President Donald Trump’s controversial nomination of Sen. Jeff Sessions (R-Alabama) for United States Attorney General (AG) is expected to be approved by Congress despite liberal opposition, according to Josh Gerstein of Politico.
Trump team representative Jason Miller believes Sessions will be confirmed.
“Senator Sessions is someone who is universally respected across party lines in the U.S. Senate,” Miller said. “We feel very confident that Senator Sessions has the background and the support to receive confirmation.”
But, critics say the selection of Sessions as AG has created a great deal of concern among Justice Department lawyers, setting the stage for a mass exodus, reports Gerstein.
During the run-up to the election, senior department lawyers, who implement voting rights, investigate police brutality and prosecute hate crimes, were worried about the consequences of a Trump presidency. Now with the selection of Sessions, those fears have been realized.
“If there was a level above DEFCON One, it would be that,” said Sam Bagenstos, a civil rights division official. “Jeff Sessions has a unique and uniquely troubled history with the civil rights division … From the perspective of the work of the enforcement of civil rights, I think the Sessions pick is a particularly troublesome one — more than anyone else you can think of.”
One of the concerns comes from the department’s anti-discrimination unit, regarding racist comments made by Sessions to a Black lawyer. In a 1986 judgeship nomination before a Senate Judiciary Committee, a Black lawyer testified that Sen. Sessions referred to him as “boy,” and another lawyer testified Sessions saying the Ku Klux Klan was “OK, until I heard that they smoked pot.”
Moreover, the Justice Department complaints are not just related to Sen. Sessions’ comments but his unsuccessful prosecution of Black civil rights leaders for ballot-tampering.
Albert Turner, a former assistant to Rev. Martin Luther King Jr., who was acquitted, once described the prosecution as more like a “witch hunt” by Sen. Sessions.
Supporters of Sen. Session say the allegations being made are unfounded and a cover for liberals’ disagreements with the senator’s political views.

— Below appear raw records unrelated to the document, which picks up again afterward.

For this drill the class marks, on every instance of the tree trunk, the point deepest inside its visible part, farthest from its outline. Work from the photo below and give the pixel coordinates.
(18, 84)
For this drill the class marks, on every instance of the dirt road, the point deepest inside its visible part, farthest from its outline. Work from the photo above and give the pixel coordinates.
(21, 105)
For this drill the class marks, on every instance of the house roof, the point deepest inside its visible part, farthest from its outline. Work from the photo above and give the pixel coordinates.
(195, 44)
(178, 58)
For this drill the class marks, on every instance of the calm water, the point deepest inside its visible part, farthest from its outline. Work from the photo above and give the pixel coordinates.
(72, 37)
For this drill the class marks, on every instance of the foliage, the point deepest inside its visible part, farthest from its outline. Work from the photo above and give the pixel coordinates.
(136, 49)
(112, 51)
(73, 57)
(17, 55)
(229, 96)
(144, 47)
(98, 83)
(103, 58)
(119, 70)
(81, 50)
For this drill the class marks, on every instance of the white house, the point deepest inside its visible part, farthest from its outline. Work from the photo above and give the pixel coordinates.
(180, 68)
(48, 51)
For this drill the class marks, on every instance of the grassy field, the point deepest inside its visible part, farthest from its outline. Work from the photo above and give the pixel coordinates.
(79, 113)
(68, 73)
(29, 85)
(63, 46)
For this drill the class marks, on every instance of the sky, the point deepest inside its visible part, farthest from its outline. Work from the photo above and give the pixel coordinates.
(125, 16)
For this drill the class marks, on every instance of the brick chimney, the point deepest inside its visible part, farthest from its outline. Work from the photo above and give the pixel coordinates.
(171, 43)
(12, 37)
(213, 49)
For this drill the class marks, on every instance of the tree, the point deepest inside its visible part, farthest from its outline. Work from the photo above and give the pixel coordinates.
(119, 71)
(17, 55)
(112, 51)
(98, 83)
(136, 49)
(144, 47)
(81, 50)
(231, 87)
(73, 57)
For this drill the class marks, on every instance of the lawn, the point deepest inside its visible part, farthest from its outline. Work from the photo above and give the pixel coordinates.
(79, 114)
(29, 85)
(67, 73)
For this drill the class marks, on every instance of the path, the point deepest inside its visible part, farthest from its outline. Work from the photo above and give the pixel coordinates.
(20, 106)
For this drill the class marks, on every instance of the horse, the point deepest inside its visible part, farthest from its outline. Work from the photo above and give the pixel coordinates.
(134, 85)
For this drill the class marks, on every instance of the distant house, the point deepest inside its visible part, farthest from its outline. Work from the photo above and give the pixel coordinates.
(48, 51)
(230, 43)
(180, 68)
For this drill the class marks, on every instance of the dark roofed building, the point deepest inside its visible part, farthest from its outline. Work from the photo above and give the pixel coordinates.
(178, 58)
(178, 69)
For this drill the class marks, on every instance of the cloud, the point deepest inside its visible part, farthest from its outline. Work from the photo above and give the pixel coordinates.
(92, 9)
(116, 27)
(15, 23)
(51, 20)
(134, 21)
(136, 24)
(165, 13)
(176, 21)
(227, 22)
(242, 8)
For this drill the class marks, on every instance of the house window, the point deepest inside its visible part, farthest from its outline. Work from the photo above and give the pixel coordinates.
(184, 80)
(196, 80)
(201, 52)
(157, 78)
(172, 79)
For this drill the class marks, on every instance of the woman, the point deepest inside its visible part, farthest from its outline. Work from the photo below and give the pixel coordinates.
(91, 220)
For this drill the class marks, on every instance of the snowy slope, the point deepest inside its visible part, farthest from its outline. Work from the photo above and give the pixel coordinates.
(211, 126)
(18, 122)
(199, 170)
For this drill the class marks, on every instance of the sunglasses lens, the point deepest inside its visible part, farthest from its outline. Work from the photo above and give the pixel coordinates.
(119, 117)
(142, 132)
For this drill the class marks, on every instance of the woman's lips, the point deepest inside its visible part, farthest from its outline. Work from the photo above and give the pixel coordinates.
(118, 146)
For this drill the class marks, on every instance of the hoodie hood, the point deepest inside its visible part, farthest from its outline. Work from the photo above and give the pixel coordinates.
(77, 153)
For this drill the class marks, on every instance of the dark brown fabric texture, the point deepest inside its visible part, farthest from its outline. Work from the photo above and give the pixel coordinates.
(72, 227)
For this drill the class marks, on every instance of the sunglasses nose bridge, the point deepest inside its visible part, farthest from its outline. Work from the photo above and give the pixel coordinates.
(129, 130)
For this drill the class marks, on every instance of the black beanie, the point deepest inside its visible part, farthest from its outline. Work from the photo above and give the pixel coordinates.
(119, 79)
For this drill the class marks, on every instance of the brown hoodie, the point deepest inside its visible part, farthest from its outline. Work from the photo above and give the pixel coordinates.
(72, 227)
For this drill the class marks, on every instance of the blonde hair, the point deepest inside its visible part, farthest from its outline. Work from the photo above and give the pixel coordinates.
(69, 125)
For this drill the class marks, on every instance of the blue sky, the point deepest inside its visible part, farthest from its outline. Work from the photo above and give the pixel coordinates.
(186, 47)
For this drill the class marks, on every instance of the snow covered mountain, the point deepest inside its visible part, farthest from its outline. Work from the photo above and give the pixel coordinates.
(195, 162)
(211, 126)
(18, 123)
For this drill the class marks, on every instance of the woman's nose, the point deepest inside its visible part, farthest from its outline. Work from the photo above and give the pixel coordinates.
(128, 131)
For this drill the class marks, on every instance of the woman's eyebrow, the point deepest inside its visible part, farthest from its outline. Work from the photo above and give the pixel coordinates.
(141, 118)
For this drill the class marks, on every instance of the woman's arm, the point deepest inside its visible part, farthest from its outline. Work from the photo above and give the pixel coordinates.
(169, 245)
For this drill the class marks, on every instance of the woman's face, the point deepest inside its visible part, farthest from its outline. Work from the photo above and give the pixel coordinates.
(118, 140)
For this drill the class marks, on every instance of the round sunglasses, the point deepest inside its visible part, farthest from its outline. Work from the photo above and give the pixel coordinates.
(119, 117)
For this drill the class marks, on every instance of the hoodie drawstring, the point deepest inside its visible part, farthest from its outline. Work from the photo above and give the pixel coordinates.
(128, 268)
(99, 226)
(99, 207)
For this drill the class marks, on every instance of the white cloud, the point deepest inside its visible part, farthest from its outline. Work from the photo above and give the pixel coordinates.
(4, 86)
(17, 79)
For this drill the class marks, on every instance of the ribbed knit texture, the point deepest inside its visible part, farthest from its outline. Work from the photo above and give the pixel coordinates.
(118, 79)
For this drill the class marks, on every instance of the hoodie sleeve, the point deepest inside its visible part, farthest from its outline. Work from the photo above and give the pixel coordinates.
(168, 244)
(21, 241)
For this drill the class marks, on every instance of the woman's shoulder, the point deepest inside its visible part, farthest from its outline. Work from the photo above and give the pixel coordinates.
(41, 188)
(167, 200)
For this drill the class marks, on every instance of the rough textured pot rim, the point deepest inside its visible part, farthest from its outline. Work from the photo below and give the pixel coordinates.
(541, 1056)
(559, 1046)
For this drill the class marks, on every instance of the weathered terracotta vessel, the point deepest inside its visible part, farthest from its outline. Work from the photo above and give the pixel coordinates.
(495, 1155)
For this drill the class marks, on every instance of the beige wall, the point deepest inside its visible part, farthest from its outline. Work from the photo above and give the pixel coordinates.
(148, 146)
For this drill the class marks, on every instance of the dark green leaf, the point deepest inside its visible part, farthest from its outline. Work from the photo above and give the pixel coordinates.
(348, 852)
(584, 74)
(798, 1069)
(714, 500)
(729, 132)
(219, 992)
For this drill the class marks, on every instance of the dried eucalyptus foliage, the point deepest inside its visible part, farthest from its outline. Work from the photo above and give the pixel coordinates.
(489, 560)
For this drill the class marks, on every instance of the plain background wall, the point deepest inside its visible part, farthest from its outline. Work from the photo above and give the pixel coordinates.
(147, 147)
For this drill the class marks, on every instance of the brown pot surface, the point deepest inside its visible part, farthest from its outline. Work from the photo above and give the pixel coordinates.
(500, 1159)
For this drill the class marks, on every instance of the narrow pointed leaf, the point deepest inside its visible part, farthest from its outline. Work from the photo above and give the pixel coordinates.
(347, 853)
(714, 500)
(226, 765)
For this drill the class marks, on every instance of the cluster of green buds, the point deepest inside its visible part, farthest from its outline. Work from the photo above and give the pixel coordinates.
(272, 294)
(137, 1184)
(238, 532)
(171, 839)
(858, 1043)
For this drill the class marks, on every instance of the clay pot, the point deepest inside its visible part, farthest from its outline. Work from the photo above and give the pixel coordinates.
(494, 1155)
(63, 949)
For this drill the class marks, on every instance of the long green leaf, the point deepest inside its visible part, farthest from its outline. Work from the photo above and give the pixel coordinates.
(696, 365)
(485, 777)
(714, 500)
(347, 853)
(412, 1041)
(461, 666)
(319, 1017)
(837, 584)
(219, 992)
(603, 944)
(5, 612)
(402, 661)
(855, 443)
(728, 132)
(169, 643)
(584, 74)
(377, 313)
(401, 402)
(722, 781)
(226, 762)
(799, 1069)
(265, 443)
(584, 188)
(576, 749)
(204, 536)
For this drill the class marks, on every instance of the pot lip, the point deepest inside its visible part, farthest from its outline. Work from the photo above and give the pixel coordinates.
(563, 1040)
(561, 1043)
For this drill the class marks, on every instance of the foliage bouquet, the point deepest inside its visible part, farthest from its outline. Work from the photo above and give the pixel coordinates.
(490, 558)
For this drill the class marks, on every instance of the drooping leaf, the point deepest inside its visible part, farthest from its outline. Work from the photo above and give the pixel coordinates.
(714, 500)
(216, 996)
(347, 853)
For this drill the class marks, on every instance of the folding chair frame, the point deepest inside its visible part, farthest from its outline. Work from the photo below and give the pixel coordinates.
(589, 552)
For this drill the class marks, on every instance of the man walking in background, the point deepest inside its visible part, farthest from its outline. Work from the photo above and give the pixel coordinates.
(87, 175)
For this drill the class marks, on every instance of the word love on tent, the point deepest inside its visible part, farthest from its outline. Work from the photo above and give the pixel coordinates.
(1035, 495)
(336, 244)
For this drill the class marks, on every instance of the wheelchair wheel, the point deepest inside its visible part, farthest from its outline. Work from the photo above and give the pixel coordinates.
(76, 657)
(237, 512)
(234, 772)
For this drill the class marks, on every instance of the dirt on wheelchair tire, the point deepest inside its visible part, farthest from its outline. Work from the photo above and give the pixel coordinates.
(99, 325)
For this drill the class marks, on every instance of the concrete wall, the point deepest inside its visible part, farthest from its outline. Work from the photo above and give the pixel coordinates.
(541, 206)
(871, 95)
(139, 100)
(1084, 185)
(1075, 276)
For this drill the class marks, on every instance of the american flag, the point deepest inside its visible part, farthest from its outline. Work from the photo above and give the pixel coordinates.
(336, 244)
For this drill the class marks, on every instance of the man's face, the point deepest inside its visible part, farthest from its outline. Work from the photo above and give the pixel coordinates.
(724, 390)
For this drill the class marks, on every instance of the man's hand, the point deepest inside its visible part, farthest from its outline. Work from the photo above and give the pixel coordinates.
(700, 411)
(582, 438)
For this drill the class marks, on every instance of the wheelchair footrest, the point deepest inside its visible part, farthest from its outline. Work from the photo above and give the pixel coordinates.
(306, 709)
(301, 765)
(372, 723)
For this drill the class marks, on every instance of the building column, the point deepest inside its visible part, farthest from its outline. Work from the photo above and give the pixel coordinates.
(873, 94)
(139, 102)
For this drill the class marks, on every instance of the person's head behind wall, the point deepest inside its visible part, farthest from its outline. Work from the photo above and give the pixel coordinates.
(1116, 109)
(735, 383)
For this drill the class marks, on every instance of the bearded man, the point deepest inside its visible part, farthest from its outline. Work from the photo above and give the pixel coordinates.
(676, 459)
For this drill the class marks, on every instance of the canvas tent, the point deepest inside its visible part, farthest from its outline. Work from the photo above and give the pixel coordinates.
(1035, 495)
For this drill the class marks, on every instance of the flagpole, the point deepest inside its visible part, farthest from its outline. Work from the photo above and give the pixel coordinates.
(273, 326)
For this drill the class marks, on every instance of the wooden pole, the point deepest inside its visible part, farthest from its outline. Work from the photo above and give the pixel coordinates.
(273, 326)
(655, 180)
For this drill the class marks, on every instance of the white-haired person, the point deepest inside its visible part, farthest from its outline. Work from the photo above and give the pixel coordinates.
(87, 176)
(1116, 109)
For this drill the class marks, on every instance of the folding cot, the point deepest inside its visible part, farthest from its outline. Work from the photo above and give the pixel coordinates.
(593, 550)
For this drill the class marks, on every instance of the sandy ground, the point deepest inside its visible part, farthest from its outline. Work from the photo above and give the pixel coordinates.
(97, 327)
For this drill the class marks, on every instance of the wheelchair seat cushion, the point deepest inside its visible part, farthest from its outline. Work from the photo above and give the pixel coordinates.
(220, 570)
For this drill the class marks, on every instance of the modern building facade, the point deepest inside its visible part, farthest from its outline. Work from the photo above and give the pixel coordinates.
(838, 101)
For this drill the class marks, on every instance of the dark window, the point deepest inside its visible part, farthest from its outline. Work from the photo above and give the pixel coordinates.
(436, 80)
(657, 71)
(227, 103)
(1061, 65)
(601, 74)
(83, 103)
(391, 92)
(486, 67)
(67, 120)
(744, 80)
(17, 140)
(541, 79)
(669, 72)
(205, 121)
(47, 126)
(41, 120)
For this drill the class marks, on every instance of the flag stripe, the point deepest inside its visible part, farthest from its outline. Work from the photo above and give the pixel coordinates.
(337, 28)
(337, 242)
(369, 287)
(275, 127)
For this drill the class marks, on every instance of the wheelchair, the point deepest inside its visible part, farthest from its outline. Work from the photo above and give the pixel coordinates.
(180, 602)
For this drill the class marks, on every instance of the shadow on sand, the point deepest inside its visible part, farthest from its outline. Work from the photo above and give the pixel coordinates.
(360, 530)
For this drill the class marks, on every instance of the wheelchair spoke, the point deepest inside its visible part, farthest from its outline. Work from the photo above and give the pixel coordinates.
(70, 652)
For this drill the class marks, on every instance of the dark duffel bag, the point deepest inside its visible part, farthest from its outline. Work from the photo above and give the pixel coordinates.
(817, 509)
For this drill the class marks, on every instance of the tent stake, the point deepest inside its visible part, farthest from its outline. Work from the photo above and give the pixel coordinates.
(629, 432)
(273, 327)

“Throughout three intervening decades of public life, Mr. Sessions hasn’t evinced an iota of racial animus,” said Quin Hillyer, a columnist in Mobile, Ala., in The Wall Street Journal. Further, Sen. Sessions has demonstrated his pursuit of equal justice as one of three sponsors of the Fair Sentencing Act of 2010, which reduced differences in sentencing terms between crack and powdered cocaine. “Mr. Sessions specifically argued that this created unfair racial disparities, since crack was the drug of poor inner cities,” reported the The Wall Street Journal.
“The only reason folks are criticizing him is because people don’t like his conservative principles,” said Hans von Spakovsky, a former official in the Justice Department’s civil rights division under President George W. Bush. “He’s a very good guy. The claims resurrecting these claims of racism are complete and total bull.”
Von Spakovsky says critics fail to acknowledge Sen. Sessions’ efforts to fight the Klan in his state.
“It was his case that he filed against the KKK that helped break the back of the Klan in Alabama,” Von Spakovsky said.
Von Spakovsky acknowledged there will be a large number of resignations in the civil rights division. He hopes they do because of their liberal views.
“There may be an exodus. I hope, frankly, there is,” said von Spakovsky.
Lisa Graves, a former lawyer during the Clinton administration, is concerned what impact an appointment by Sen. Sessions would have upon police brutality cases.
“With respect to Sessions’ background, I think it’s a really serious question of whether he will at all continue the Justice Department’s process of examining these cases where people are shot who are unarmed and often African-American,” Graves said. “I just don’t have any confidence he’ll do the right thing.”
According to Gerstein, while Democrats express concern about Sessions, they say they will reserve judgment until confirmation hearings start.